The paper "Benefits of Leisure" is a delightful example of a literature review on social science. Leisure is a function of the individual, the society, and the environment (Ho, 2008, p. 14). It is experienced during an individual’ s free time and therefore has a wide variety of benefits per person. It is a personal quest for excitement fulfillment. Leisure activities comprise a number of interrelated degrees of excitement, relaxation, personal development, and growth, nature-tension balancing, and economic activities. According to Jenkins & Pigram (2003, p. 31) leisure enables change from a less desirable state to a more desirable one such as physical fitness, maintenance of a desired condition or prevention of an unwanted one such as lifestyle diseases, and the realisation of a desired experiential condition such as a picnic with the family.
Leisure can be either planned such as participation in a sports team or unplanned such as watching movies and going out for picnics. Physical activity, however, need not be strenuous to achieve the benefits. According to the US government, an adult requires approximately 150 minutes of physical activity that may range from moderate-intensity activities such as brisk walking to muscle-strengthening activities such as weight lifting (Kinetics, 2010, p.
13). Bright 2000 social welfare philosophy in Lei (2008, p. 35) asserts that the benefits derived from leisure can be categorized into five key categories: psychological, physiological, sociological, economic, and environmental. This paper will explore the five benefits of leisure as physiological benefits, psychological benefits, social and cultural benefits, economic benefits and environmental benefits.
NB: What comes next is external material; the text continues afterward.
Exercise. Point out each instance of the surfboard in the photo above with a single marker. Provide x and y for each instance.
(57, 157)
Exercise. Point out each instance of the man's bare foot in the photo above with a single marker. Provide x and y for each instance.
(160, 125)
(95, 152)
It will also describe reasons as to whether the benefits are feasible to achieve in modern society. An individual can engage in physical activities during their leisure time, be it brisk walking, jogging, or more strenuous activities such as boxing, weight lifting and so on.
Studies show that physical exercise reduces the risk factors of cardiovascular diseases such as body fat composition, blood pressure, glucose metabolism, hypertension, and insulin resistance. Physical exercise does so by reducing triglycerides and serum cholesterol and increasing high-density lipids in the blood vessels (Li, Culver, & Ren, 2003, p. 127). The intensity of the physical exercise is directly proportional to the amount of carbohydrate used up by the body.
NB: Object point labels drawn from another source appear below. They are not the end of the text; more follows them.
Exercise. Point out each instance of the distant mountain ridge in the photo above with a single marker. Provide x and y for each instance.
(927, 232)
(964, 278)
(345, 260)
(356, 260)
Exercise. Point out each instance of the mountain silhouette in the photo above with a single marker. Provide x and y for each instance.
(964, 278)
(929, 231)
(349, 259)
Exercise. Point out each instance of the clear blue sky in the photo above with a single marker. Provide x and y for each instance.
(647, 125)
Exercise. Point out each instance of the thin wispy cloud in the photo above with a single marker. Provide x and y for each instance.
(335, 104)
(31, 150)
The higher the intensity the greater the rate of carbohydrate use in energy production. The carbohydrate stores in the body predispose people to obesity and their use up during exercise greatly reduces this risk. Exercise is also attributable to the prevention of certain types of cancers such as colon, prostate and breast cancer. In addition to the prevention of diseases, it is also useful in the treatment of the same diseases.